Zu wenig sei das, finden die Schiedsrichter-Obmänner der 13 Teilverbände einhellig. 2011 gab es die letzte Erhöhung, zehn Franken pro Kategorie und Spiel. Aber im Wesentlichen ist in den letzten 25 Jahren alles gleich geblieben. Sonst, sagt Marcel Stofer, verdiene niemand mehr, was er vor 25 Jahren verdient habe. Deshalb sei es nun an der Zeit für eine Lohnerhöhung. 20 Prozent schweben ihm und den anderen Schiedsrichter-Chefs vor. Der Ruf nach einer Erhöhung, die am Ende die Vereine berappen müssen, wurde bei der SFV-Zentrale in Bern deponiert. Der schreibt auf Anfrage, dass derzeit dazu eine Vernehmlassung laufe.
Auch Stephan Fässler findet, dass die Bezüge erhöht werden müssen. Doch der Co-Präsident der Schiedsrichterkommission des Fussballverbands Nordwestschweiz sieht auch noch andere Wege, um den Schiedsrichtermangel zu bekämpfen. In seinem Verband läuft gerade ein Pilotprojekt, das die Rekrutierung ganz anders angeht als bisher.
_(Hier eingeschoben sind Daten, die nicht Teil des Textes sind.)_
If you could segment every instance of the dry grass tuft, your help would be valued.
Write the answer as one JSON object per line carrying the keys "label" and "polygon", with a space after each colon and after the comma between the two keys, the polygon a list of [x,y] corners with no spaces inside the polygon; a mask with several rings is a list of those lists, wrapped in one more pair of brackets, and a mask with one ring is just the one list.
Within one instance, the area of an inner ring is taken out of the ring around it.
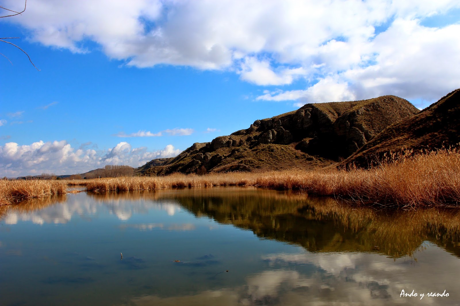
{"label": "dry grass tuft", "polygon": [[[88,191],[154,190],[213,186],[253,186],[299,189],[320,196],[343,198],[358,204],[403,207],[460,204],[460,152],[442,149],[393,159],[370,170],[284,170],[264,173],[231,172],[203,176],[174,174],[165,176],[85,180]],[[0,203],[65,193],[64,182],[2,181]]]}
{"label": "dry grass tuft", "polygon": [[17,203],[28,198],[66,193],[67,185],[58,181],[33,180],[0,181],[0,205]]}
{"label": "dry grass tuft", "polygon": [[460,204],[460,152],[442,149],[406,154],[370,170],[353,169],[262,173],[232,172],[198,176],[99,179],[87,183],[89,191],[155,189],[218,186],[255,186],[299,189],[320,196],[343,198],[355,204],[402,207]]}

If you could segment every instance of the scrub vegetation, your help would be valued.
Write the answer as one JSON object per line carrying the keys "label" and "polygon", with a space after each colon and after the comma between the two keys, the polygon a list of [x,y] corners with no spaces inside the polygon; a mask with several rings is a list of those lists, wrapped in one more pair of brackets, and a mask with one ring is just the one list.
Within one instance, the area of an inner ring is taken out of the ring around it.
{"label": "scrub vegetation", "polygon": [[232,172],[163,176],[103,178],[79,181],[2,181],[0,203],[64,193],[68,185],[84,184],[89,192],[154,190],[225,186],[253,186],[294,189],[334,196],[357,205],[414,207],[460,204],[460,151],[440,149],[414,154],[388,154],[378,166],[284,170],[262,173]]}

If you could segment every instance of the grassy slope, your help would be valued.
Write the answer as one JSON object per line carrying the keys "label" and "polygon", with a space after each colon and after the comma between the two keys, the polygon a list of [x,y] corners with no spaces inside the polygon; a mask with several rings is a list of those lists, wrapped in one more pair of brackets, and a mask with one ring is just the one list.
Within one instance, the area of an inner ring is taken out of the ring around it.
{"label": "grassy slope", "polygon": [[[314,121],[312,127],[302,126],[304,111],[311,114]],[[345,125],[351,125],[352,127],[363,131],[366,138],[369,139],[392,122],[412,116],[418,112],[406,100],[391,96],[359,101],[306,104],[299,110],[256,120],[251,127],[233,133],[229,137],[234,141],[242,143],[237,147],[210,150],[204,147],[206,143],[196,143],[176,158],[161,163],[160,160],[153,160],[138,168],[137,172],[147,176],[174,172],[195,173],[202,164],[201,159],[199,161],[196,158],[196,154],[199,153],[206,154],[210,159],[214,157],[219,159],[217,164],[213,164],[210,168],[207,168],[206,171],[211,172],[229,169],[251,171],[291,168],[311,170],[327,166],[337,162],[337,157],[334,155],[337,152],[343,151],[339,155],[349,155],[349,151],[342,148],[350,143],[335,139],[337,137],[344,139],[349,138]],[[258,140],[264,133],[276,128],[277,125],[281,125],[292,135],[290,143],[282,144],[277,140],[267,144]],[[329,136],[329,134],[332,137]],[[315,145],[317,149],[310,149],[311,152],[307,153],[298,146],[300,142],[311,140],[316,135],[319,135],[320,138]],[[349,142],[351,141],[348,141]],[[354,147],[357,147],[356,146]],[[333,154],[329,153],[331,152]],[[219,156],[215,156],[217,154]]]}

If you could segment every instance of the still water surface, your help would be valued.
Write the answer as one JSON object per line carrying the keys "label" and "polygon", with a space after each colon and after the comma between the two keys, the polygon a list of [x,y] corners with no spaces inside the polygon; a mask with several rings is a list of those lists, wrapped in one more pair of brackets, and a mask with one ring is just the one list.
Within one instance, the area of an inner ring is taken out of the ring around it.
{"label": "still water surface", "polygon": [[0,208],[0,305],[459,305],[459,234],[252,188],[69,194]]}

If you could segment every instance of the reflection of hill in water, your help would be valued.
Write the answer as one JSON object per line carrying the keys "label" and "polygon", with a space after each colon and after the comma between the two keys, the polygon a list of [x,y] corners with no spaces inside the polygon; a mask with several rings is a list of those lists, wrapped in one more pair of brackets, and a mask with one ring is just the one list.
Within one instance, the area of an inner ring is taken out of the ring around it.
{"label": "reflection of hill in water", "polygon": [[[23,219],[27,215],[27,220],[35,222],[65,223],[75,214],[91,215],[102,207],[119,219],[127,220],[134,214],[147,213],[153,205],[162,205],[173,215],[180,204],[197,216],[250,229],[258,237],[301,245],[312,252],[364,251],[398,257],[411,255],[428,240],[460,257],[459,210],[376,212],[369,208],[340,205],[330,198],[252,187],[78,195],[43,198],[0,207],[0,221],[12,224],[16,222],[13,219]],[[58,203],[60,205],[51,209]],[[50,208],[45,211],[47,208]]]}
{"label": "reflection of hill in water", "polygon": [[196,215],[310,251],[374,252],[398,257],[412,255],[428,240],[460,257],[458,210],[376,212],[330,198],[270,190],[192,189],[159,195],[173,197]]}

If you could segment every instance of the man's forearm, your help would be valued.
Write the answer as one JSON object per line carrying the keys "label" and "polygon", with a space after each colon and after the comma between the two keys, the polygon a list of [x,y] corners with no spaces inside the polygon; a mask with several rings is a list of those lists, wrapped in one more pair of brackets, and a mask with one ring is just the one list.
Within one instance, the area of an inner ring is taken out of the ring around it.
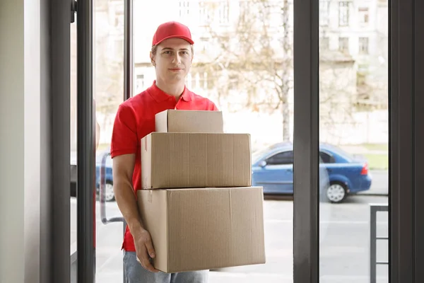
{"label": "man's forearm", "polygon": [[144,229],[131,185],[126,182],[114,183],[115,200],[131,233]]}

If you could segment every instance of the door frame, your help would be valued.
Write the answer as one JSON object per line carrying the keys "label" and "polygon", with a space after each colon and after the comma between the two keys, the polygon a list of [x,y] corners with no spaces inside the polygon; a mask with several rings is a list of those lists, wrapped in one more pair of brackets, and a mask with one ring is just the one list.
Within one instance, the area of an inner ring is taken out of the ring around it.
{"label": "door frame", "polygon": [[[51,282],[70,282],[70,5],[49,8]],[[389,1],[389,282],[424,282],[424,4]],[[47,5],[46,5],[47,6]],[[319,282],[319,1],[294,1],[295,283]],[[308,16],[305,16],[307,15]],[[305,79],[307,78],[307,79]],[[305,131],[303,129],[309,129]]]}

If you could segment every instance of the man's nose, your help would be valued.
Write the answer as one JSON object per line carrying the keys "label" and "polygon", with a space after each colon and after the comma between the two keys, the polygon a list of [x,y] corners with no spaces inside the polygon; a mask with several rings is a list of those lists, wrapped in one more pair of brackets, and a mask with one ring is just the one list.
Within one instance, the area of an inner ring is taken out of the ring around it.
{"label": "man's nose", "polygon": [[179,54],[176,54],[172,58],[172,63],[179,64],[181,63],[181,56]]}

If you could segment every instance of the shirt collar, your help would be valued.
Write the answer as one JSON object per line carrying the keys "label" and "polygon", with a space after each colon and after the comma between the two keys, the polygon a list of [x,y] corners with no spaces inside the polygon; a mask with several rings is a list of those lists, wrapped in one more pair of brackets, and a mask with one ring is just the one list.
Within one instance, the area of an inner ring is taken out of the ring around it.
{"label": "shirt collar", "polygon": [[[156,86],[156,81],[153,81],[152,86],[148,88],[148,92],[157,102],[163,102],[166,100],[170,97],[174,97],[170,94],[167,94]],[[191,101],[192,98],[192,93],[189,91],[186,86],[184,86],[184,91],[181,95],[181,98],[184,101]]]}

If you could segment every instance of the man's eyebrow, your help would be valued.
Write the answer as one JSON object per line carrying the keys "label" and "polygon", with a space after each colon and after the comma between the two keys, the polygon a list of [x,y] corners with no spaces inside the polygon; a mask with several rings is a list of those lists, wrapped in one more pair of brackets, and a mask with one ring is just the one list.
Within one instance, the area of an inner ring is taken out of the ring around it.
{"label": "man's eyebrow", "polygon": [[[171,48],[171,47],[163,47],[163,48],[162,48],[162,50],[172,50],[172,51],[174,51],[175,49],[174,48]],[[179,50],[180,51],[188,51],[189,49],[188,48],[185,48],[185,47],[184,48],[179,48]]]}

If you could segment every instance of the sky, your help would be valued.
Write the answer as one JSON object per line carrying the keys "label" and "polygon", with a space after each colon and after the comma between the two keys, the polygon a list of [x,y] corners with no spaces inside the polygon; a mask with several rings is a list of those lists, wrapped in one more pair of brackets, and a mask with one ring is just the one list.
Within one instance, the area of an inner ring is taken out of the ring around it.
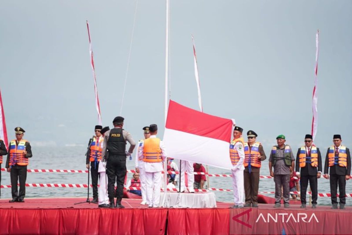
{"label": "sky", "polygon": [[[320,31],[318,134],[352,147],[352,1],[170,0],[171,99],[234,118],[257,140],[295,147],[311,131],[315,34]],[[165,2],[138,1],[121,115],[135,140],[164,123]],[[20,126],[34,146],[86,144],[98,124],[86,21],[89,22],[103,126],[120,115],[136,1],[2,1],[0,89],[10,139]],[[209,125],[211,125],[209,124]]]}

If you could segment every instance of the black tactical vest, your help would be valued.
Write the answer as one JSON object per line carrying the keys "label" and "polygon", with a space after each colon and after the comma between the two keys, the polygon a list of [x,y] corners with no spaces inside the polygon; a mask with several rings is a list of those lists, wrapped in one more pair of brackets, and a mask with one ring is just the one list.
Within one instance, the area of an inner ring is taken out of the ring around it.
{"label": "black tactical vest", "polygon": [[122,128],[113,128],[110,130],[106,149],[109,154],[125,155],[126,141],[122,135]]}

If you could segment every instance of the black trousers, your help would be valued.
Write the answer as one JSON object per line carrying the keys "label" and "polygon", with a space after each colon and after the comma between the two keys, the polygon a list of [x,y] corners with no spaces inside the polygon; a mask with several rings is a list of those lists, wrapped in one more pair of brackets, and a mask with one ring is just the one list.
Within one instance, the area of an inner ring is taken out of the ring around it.
{"label": "black trousers", "polygon": [[100,174],[98,172],[99,162],[94,166],[94,162],[90,162],[90,175],[92,176],[92,184],[93,186],[93,198],[98,198],[98,178]]}
{"label": "black trousers", "polygon": [[115,195],[115,183],[116,182],[117,202],[121,202],[124,196],[124,183],[127,170],[125,155],[109,155],[106,163],[106,175],[108,177],[108,195],[111,202],[113,202]]}
{"label": "black trousers", "polygon": [[346,179],[345,175],[330,175],[330,193],[331,193],[331,203],[337,204],[337,186],[339,186],[340,204],[346,203]]}
{"label": "black trousers", "polygon": [[306,200],[308,181],[309,181],[312,191],[312,204],[316,204],[318,199],[318,178],[315,175],[301,175],[300,182],[301,184],[301,202],[302,204],[307,203]]}
{"label": "black trousers", "polygon": [[[26,180],[27,179],[27,167],[17,168],[16,166],[11,168],[11,192],[12,199],[14,200],[24,199],[26,196]],[[19,193],[17,191],[17,183],[20,183]]]}

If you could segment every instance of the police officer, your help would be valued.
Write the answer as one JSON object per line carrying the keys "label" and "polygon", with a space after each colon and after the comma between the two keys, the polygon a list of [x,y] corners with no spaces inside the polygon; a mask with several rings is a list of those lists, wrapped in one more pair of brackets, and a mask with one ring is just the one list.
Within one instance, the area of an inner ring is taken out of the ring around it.
{"label": "police officer", "polygon": [[103,127],[100,125],[95,126],[95,135],[89,140],[89,149],[87,153],[86,164],[87,169],[89,168],[90,162],[90,175],[92,176],[92,184],[93,186],[93,200],[92,202],[98,203],[98,168],[99,163],[101,160],[101,151],[104,138],[100,131]]}
{"label": "police officer", "polygon": [[[10,172],[11,192],[12,194],[12,199],[9,202],[24,202],[27,166],[29,162],[28,158],[32,156],[29,142],[23,138],[25,132],[25,130],[20,127],[15,128],[16,139],[11,141],[8,146],[6,167],[7,172]],[[17,191],[17,183],[19,181],[19,193]]]}
{"label": "police officer", "polygon": [[[6,149],[5,144],[2,140],[0,139],[0,169],[1,168],[1,163],[2,163],[2,155],[7,154],[7,150]],[[0,185],[1,184],[1,171],[0,170]],[[0,188],[0,198],[1,198],[1,188]]]}
{"label": "police officer", "polygon": [[160,187],[163,175],[163,162],[167,155],[164,142],[156,137],[158,126],[149,126],[150,137],[144,140],[139,148],[143,156],[146,183],[146,200],[149,207],[158,207],[160,200]]}
{"label": "police officer", "polygon": [[[121,204],[124,194],[124,183],[127,172],[126,157],[133,152],[136,143],[132,136],[122,129],[125,119],[117,117],[114,119],[114,128],[107,131],[104,136],[102,155],[107,159],[106,174],[108,177],[108,194],[111,208],[114,207],[114,186],[116,181],[116,204],[115,207],[124,208]],[[131,145],[128,151],[126,150],[126,141]]]}
{"label": "police officer", "polygon": [[142,196],[142,202],[140,204],[142,205],[145,205],[146,202],[146,183],[145,181],[145,174],[144,169],[144,163],[143,161],[143,155],[139,155],[139,146],[141,146],[142,143],[145,140],[150,136],[150,133],[149,132],[149,127],[144,126],[142,129],[143,130],[143,135],[144,138],[138,142],[137,144],[138,149],[136,154],[136,172],[139,173],[139,179],[140,180],[140,188]]}
{"label": "police officer", "polygon": [[[275,205],[281,206],[281,187],[283,189],[284,206],[290,207],[290,177],[292,176],[295,168],[295,158],[292,150],[288,144],[285,144],[286,137],[283,135],[276,137],[277,145],[273,146],[269,157],[270,175],[274,178],[275,182]],[[272,168],[274,168],[273,172]]]}
{"label": "police officer", "polygon": [[[351,158],[350,149],[341,144],[341,136],[334,135],[334,145],[328,148],[324,166],[324,178],[330,178],[332,209],[337,209],[337,186],[340,192],[340,209],[344,209],[346,203],[346,180],[350,179]],[[328,174],[330,167],[330,177]]]}
{"label": "police officer", "polygon": [[232,164],[232,187],[235,204],[231,208],[243,207],[244,188],[243,170],[244,166],[244,141],[242,137],[243,129],[235,126],[233,130],[233,140],[230,143],[230,159]]}
{"label": "police officer", "polygon": [[263,147],[257,142],[258,135],[252,130],[247,132],[248,142],[244,144],[245,207],[258,207],[259,173],[262,161],[266,159]]}
{"label": "police officer", "polygon": [[[318,180],[321,174],[321,155],[319,148],[312,146],[313,137],[306,135],[304,146],[298,149],[296,158],[296,175],[300,178],[301,208],[306,208],[308,181],[312,190],[312,208],[316,208],[318,199]],[[301,172],[300,172],[300,168]]]}

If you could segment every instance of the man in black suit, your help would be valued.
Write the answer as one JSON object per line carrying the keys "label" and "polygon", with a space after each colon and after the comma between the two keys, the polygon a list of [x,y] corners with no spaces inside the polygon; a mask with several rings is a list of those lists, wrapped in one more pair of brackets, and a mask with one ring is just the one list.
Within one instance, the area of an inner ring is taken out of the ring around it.
{"label": "man in black suit", "polygon": [[324,167],[324,178],[329,179],[328,170],[330,168],[330,193],[332,209],[337,209],[337,186],[340,192],[340,209],[344,209],[346,203],[346,180],[350,179],[351,158],[350,149],[341,145],[341,136],[334,135],[334,145],[328,149]]}
{"label": "man in black suit", "polygon": [[[301,179],[301,208],[306,208],[306,200],[308,181],[312,190],[312,208],[316,208],[318,199],[318,178],[321,174],[321,155],[319,148],[312,146],[313,138],[306,135],[305,146],[298,149],[296,158],[296,174]],[[300,172],[300,168],[301,172]]]}

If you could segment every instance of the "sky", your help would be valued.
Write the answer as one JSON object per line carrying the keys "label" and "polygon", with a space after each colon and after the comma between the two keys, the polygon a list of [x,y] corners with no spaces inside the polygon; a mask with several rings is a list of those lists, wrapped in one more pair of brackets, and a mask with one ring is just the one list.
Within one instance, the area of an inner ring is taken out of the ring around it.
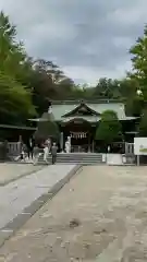
{"label": "sky", "polygon": [[123,78],[143,35],[147,0],[0,0],[29,56],[53,61],[75,83]]}

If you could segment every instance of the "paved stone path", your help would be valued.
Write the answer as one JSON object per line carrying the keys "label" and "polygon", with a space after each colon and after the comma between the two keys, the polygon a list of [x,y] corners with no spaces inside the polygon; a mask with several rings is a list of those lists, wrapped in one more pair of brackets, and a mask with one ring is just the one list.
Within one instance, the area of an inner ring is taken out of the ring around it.
{"label": "paved stone path", "polygon": [[[29,176],[25,176],[0,188],[0,229],[13,221],[17,214],[28,207],[61,179],[74,166],[48,166]],[[22,168],[24,166],[22,165]],[[26,212],[29,215],[29,212]],[[4,230],[4,229],[3,229]]]}
{"label": "paved stone path", "polygon": [[0,164],[0,186],[16,180],[23,176],[29,175],[34,171],[42,169],[44,166],[34,166],[33,164]]}
{"label": "paved stone path", "polygon": [[84,167],[0,249],[3,262],[146,262],[147,167]]}

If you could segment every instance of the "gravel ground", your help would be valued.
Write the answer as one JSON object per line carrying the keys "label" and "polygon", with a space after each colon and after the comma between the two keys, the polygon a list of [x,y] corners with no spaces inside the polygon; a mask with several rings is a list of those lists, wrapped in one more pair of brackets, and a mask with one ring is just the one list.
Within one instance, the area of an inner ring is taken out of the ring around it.
{"label": "gravel ground", "polygon": [[147,167],[84,167],[0,249],[4,262],[147,261]]}
{"label": "gravel ground", "polygon": [[37,171],[44,168],[42,166],[34,166],[33,164],[0,164],[0,186],[15,180],[27,174]]}

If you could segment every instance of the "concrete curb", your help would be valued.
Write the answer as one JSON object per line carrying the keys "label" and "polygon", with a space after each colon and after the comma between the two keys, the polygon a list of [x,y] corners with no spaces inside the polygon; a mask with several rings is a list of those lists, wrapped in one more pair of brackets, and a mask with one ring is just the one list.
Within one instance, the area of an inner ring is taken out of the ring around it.
{"label": "concrete curb", "polygon": [[63,179],[58,181],[46,194],[42,194],[35,200],[29,206],[19,214],[12,222],[9,222],[3,228],[0,229],[0,248],[9,240],[15,233],[40,209],[42,205],[51,200],[70,179],[81,171],[82,166],[75,166]]}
In den anderen Verbänden rekrutieren die Vereine die Schiedsrichter. Sie müssen eine gewisse Anzahl Schiedsrichter stellen, abhängig davon, wie viele Teams sie stellen. Tun sie das nicht, wird eine Busse fällig oder gar eine Mannschaft vom Ligabetrieb ausgeschlossen. Fässler und sein Team haben den Spiess umgedreht. In der Nordwestschweiz erledigt der Verband nun die ganze Arbeit. Er hat einen Challenge-League-Schiedsrichter als Projektleiter für die Rekrutierung beauftragt, Pensum: 60 Prozent. Der geht nun neue Wege, rekrutiert an Universitäten und an anderen Orten. Die Ausbildung kann neuerdings auch digital absolviert werden.
Das alles, sagt Fässler, sei nach ein paar Anfangsschwierigkeiten, die auch mit Corona zusammenhingen, «ein riesiger Erfolg». Zuletzt hat sich der Schiedsrichterbestand in seinem Verband von 276 auf 320 erhöht, in nur vier Monaten. Es sind Zahlen, die Hoffnung machen.